Когда наступил день спектакля, я очень горевал, что маски для меня не будет, хотя мне уже много раз объясняли, что детям они не полагаются. «Не расстраивайся, — сказал отец, — придет твое время.» И надел свою маску, где улыбчивое лицо переходило в мрачное. В прологе он был Афиной.
Телега с позолоченной добычей из Трои, запряженная четверкой волов, стояла у самого выхода на сцену. Наконец, появился рассыльный, а с ним и мой отец, в бледной маске вдовы с обрезанными волосами. Он забрался на телегу, кто-то поднял меня к нему, он усадил меня на колени, и волы тронулись.

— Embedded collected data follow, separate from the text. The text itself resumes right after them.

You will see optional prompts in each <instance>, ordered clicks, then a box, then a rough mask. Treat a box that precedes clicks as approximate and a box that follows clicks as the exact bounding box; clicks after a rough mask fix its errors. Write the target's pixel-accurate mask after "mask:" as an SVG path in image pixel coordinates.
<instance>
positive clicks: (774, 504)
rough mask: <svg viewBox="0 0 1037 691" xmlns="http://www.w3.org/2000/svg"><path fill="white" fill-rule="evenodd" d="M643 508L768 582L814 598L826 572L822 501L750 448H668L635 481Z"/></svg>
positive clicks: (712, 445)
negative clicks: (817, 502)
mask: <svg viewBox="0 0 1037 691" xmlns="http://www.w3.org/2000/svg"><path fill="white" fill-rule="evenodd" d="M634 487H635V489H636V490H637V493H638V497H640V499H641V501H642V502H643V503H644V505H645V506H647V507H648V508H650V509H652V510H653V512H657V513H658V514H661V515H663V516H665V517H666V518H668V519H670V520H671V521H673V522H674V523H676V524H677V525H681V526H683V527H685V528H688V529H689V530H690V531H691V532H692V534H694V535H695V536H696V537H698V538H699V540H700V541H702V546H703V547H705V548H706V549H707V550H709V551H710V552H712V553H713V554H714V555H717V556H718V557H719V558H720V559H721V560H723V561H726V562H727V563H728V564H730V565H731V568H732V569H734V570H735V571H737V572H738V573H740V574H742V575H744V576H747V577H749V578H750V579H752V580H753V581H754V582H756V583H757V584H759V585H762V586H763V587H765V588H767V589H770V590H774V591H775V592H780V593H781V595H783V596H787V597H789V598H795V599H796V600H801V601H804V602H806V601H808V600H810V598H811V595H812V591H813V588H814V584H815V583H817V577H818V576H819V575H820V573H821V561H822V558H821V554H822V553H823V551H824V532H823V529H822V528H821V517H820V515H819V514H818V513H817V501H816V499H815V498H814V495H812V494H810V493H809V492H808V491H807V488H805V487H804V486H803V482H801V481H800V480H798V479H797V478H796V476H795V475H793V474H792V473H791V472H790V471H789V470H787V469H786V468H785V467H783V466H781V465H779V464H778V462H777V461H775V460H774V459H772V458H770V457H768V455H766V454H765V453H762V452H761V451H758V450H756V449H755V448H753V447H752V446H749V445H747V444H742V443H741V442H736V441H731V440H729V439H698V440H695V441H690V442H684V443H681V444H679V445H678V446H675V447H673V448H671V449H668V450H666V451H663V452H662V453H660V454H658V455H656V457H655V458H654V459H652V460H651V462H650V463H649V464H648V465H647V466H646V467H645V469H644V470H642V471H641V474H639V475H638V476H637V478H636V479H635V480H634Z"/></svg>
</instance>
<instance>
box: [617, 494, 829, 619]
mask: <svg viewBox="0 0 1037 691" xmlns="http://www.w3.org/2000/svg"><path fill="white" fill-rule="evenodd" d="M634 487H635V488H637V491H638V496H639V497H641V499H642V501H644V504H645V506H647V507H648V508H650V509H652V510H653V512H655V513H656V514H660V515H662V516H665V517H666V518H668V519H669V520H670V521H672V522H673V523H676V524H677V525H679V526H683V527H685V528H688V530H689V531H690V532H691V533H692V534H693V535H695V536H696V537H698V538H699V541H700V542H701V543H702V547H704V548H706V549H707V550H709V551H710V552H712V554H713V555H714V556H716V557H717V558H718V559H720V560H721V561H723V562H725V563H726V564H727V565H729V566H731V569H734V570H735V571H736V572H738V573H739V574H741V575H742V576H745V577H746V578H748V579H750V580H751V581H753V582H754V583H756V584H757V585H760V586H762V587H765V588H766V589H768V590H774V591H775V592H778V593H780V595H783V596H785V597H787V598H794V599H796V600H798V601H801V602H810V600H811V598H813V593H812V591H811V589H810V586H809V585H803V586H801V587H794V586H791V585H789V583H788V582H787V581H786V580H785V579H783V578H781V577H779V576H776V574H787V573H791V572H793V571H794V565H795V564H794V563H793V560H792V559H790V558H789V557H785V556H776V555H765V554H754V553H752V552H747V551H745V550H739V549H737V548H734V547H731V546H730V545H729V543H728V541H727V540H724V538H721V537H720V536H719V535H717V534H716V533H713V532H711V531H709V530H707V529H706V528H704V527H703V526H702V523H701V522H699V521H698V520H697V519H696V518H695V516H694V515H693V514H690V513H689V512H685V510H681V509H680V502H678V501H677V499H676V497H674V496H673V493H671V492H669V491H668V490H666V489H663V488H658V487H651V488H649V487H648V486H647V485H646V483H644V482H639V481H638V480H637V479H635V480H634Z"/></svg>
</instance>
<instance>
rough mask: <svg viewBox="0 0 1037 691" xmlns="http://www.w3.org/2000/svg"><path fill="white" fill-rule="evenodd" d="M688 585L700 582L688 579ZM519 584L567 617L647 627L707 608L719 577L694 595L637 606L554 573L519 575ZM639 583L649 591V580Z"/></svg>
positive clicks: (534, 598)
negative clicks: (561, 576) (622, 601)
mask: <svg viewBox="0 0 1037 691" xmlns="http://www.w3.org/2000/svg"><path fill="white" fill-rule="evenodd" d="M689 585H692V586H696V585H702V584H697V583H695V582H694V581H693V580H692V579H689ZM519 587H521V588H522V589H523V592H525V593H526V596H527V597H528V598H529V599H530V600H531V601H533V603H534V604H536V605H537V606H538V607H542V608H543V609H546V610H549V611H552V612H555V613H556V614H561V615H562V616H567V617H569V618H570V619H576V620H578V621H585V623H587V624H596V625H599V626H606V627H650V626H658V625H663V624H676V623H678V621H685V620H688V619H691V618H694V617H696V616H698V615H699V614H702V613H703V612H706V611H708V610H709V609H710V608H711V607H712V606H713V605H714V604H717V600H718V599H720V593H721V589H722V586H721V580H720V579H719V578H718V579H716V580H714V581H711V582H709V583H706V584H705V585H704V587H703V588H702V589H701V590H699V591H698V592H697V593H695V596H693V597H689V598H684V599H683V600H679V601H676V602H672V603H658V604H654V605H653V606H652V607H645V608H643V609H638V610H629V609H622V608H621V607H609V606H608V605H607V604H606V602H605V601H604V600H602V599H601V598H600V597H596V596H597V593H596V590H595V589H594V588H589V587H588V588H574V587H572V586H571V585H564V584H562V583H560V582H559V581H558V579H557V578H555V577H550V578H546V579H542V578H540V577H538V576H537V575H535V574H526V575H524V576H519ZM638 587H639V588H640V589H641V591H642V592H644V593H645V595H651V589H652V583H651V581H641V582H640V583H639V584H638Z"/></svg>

За высоким проемом открылась громадная чаша театра. Я был привычен к пустым скамьям; а теперь, заполненный людьми, он казался бескрайним и незнакомым, рокочущим и опасным, как море. Отец прошептал: «Не смотри на зрителей, ты пугаешься чужих. Думай о том, как изрубили твоего бедного старого дедушку. Прижмись ко мне.»
Сам бы я подавал Астианакса по-другому. Он сын Гектора; я предпочитаю его бойким и смелым, не представляющим себе ничего плохого, пока оно не началось. Но и отец знал свое дело. Даже мужчины вздыхали в голос, когда мы медленно въезжали на орхестру; а на басовом мужском фоне слышались приглушенные вскрики и всхлипы женщин. Вдруг меня охватило странное чувство. Это мы с отцом, сами, заставили так переживать пятнадцать тысяч человек; мы можем забрать их всех с собой в Трою; и они будут видеть нас такими, какими мы сами захотим… Я до сих пор ощущаю вкус того первого глотка власти.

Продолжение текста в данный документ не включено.